O treinador André Villas-Boas considerou hoje que a ideia da criação de uma Superliga europeia de futebol “é uma ameaça” para a organização das competições continentais, numa palestra na cimeira tecnológica Web Summit, em Lisboa.

“É um tema sensível para as competições futebolísticas neste momento. A Superliga é uma ameaça para a organização das competições europeias. A UEFA reagiu a isso com a reorganização do formato da Liga dos Campeões, mas, para ser honesto, é preciso um manual para o perceber, é muito complicado”, expressou o treinador, de 45 anos.

As críticas estendem-se, assim, ao novo formato da principal competição europeia de clubes, a entrar em vigor a partir da temporada 2024/25, com uma liga composta por 36 equipas a substituir a atual fase de grupos de 32, com oito grupos de quatro clubes.

“Isto puxa a UEFA a estabelecer um bom nível. Prefiro este módulo para descobrir uma melhor maneira. As atuais finanças de alguns clubes são uma desgraça, colocaram os clubes em situações limite. Há espaço para conversas e reformulação de formatos. Eu espero que se valorize as competições internacionais, sobretudo as de seleções”, disse.

Num painel denominado “Estrelas emergentes: Como se chega ao topo?”, o portuense afirmou que “o talento surge em diferentes mentalidades e expectativas” e os próprios líderes também precisam de se adaptar, nomeadamente à cultura do país onde treina.

“Alguns jovens jogadores sentem um pouco mais de pressão, outros não gostam muito disso, em alguns é preciso ser mais estrito.

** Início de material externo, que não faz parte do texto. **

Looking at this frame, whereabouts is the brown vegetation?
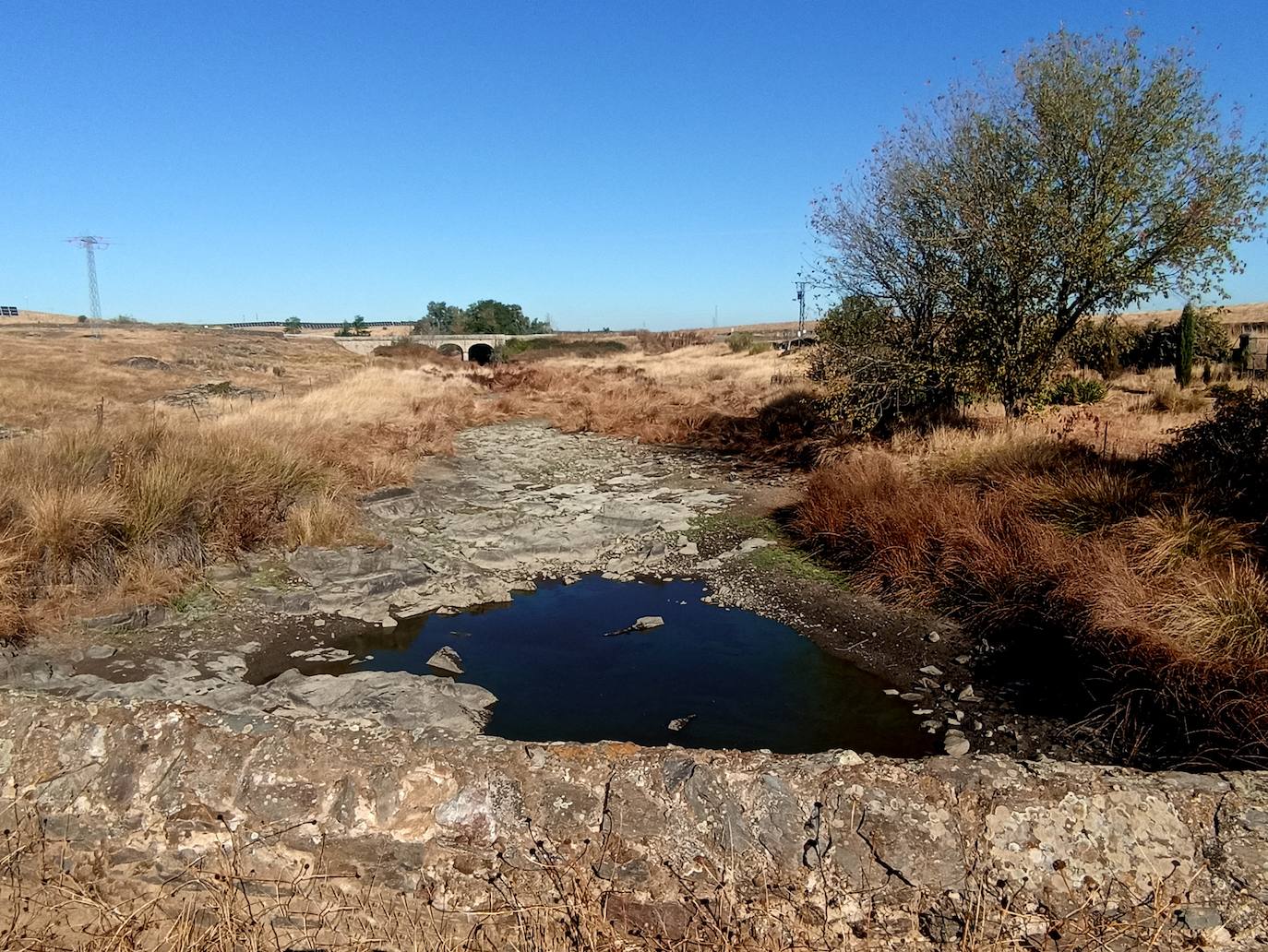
[793,390,1268,766]
[0,325,807,637]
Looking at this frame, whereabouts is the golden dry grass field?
[0,325,1268,762]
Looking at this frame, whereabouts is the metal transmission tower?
[793,281,810,341]
[66,234,111,336]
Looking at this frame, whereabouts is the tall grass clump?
[791,405,1268,767]
[0,369,501,637]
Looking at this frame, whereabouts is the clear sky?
[0,0,1268,329]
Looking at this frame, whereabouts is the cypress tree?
[1176,301,1197,387]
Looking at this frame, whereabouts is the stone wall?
[0,690,1268,948]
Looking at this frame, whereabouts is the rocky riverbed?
[0,423,1268,949]
[4,422,1098,758]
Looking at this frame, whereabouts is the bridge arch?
[467,341,493,366]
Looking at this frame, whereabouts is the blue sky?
[0,0,1268,329]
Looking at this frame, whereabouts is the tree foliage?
[413,298,550,335]
[811,30,1268,414]
[807,295,963,434]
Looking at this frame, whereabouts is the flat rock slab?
[281,421,732,621]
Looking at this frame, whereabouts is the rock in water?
[427,645,464,674]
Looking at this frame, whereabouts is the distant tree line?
[413,298,550,335]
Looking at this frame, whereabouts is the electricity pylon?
[66,234,111,338]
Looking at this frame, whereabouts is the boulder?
[427,645,465,674]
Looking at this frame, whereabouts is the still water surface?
[255,576,932,756]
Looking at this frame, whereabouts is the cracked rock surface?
[289,422,730,624]
[0,691,1268,949]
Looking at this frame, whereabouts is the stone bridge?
[335,333,554,363]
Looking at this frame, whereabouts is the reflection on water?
[252,576,932,756]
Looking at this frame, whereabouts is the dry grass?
[491,345,817,461]
[0,326,809,637]
[0,325,365,430]
[794,412,1268,766]
[0,368,501,635]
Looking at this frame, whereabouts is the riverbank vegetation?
[793,26,1268,766]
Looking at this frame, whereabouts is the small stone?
[427,645,464,674]
[1178,907,1224,932]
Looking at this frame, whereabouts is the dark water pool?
[255,576,931,756]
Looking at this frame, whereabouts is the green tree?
[1176,301,1197,387]
[807,294,965,434]
[457,298,532,333]
[813,30,1268,414]
[413,301,463,335]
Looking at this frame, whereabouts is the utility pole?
[66,234,111,338]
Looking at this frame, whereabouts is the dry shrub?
[1153,380,1207,413]
[0,369,501,637]
[791,428,1268,766]
[284,485,360,549]
[634,331,714,353]
[1006,464,1150,534]
[1118,505,1262,573]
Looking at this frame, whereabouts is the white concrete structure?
[335,333,554,363]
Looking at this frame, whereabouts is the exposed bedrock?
[0,690,1268,948]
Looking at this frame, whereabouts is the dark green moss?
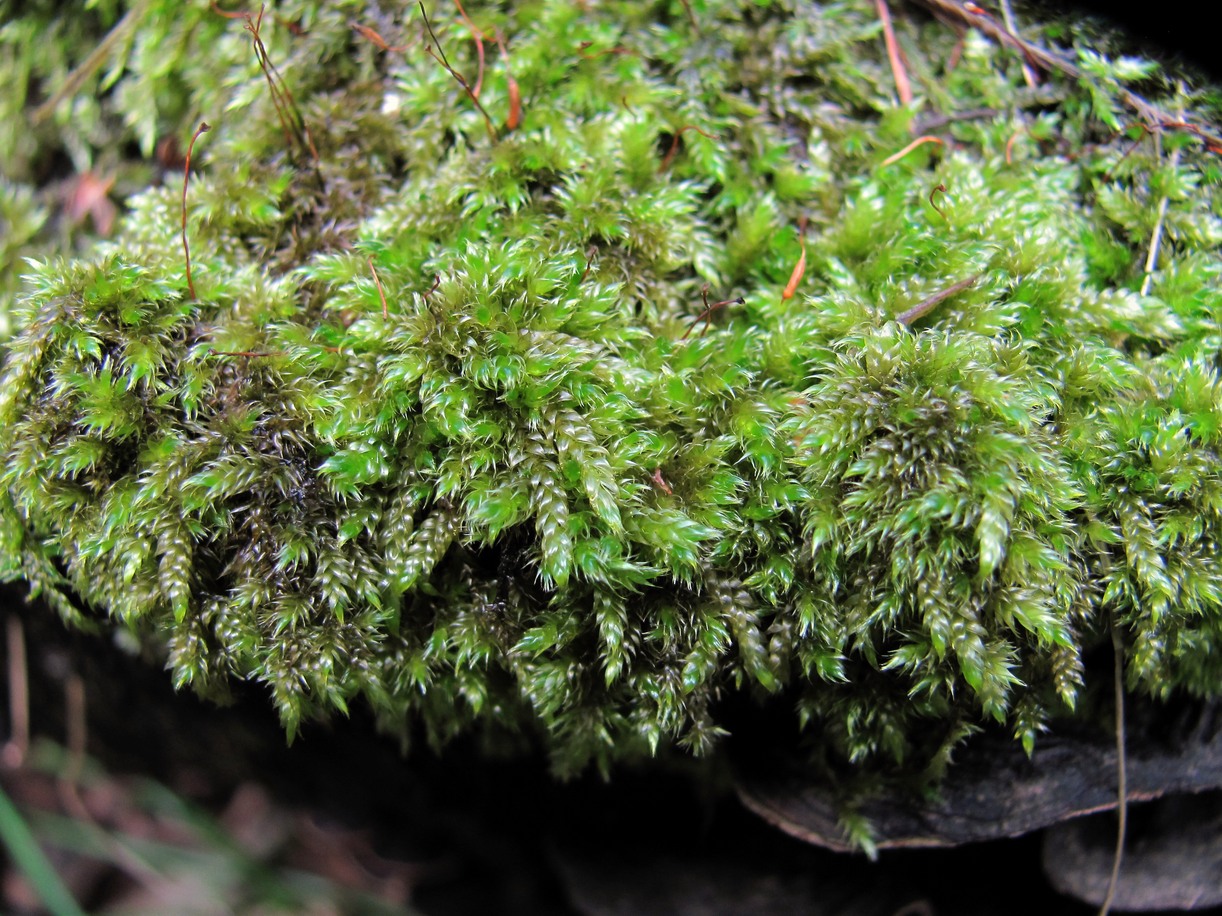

Faz parte da liderança moderna ter esta flexibilidade no estilo de liderança. São estratégias que dependem do líder e tem de se encontrar o padrão correto para os atletas meterem talento dentro de campo”, frisou.

Com passagens por Académica, FC Porto, Chelsea, Tottenham, Zenit, Shanghai SIPG e Marselha, André Villas-Boas considerou “estimulante” todas as experiências enquanto treinador em diversos países, exemplificando que os futebolistas chineses “estão mais habituados a seguir ordens, numa regra quase de ditadura”, em comparação com os países europeus, onde “há o lado criativo de deixar os futebolistas terem liberdade”.

“O Gareth Bale foi um desses exemplos. É um jogador que gosta dessa liberdade e, no Tottenham, produziu uma época incrível comigo, que o levou para o Real Madrid, no qual ganhou uma série de troféus. Por vezes, é preciso abrir essa liberdade”, argumentou.

O talento existente nas camadas jovens nem sempre tem oportunidade de se exprimir ao mais alto nível, apesar das expectativas elevadas incutidas nos jovens futebolistas, mas “a janela de oportunidades é curta e os treinadores estão sempre sob pressão”.

“Muitos clubes estão em ruína financeira e têm de aproveitar a formação. Aí, a janela é um pouco mais alargada e confiam mais na formação. Esses jovens são mais expostos e há mais oportunidades”, prosseguiu o vencedor de Liga dos Campeões e Liga Europa.

Contando que assistiu ao Borussia Dortmund-Sevilha, da UEFA Youth League, e que “o número de olheiros nesse jogo era provavelmente maior do que no jogo dos seniores”, Villas-Boas falou também da cultura do corpo e da parte física, que, nos últimos anos, se tornou parte importante do futebol, transformando atletas em “máquinas físicas”.

“Ainda há margem para melhorar. Em termos horários, um nadador olímpico gasta seis a oito horas diárias num treino e os futebolistas dedicam uma hora e meia ou duas horas. Temos muito a melhorar e a aprender com outros desportos ainda”, destacou.

A ‘fechar’ o painel, e já depois de também opinar sobre a saúde mental dos atletas, o português nomeou o brasileiro Hulk como o seu ‘golden boy’, uma vez que foi o seu treinador em três equipas diferentes: FC Porto, Zenit (Rússia) e Shanghai SIPG (China).

A sétima edição da Web Summit arrancou em Lisboa na terça-feira e termina na sexta-feira, contando com mais de 70.000 participantes, 2.630 'startups' e empresas, 1.120 investidores e 1.040 oradores.

A cimeira tecnológica, que nasceu em 2010 na Irlanda, passou a realizar-se na zona do Parque das Nações em Lisboa em 2016 e vai manter-se na capital portuguesa até 2028.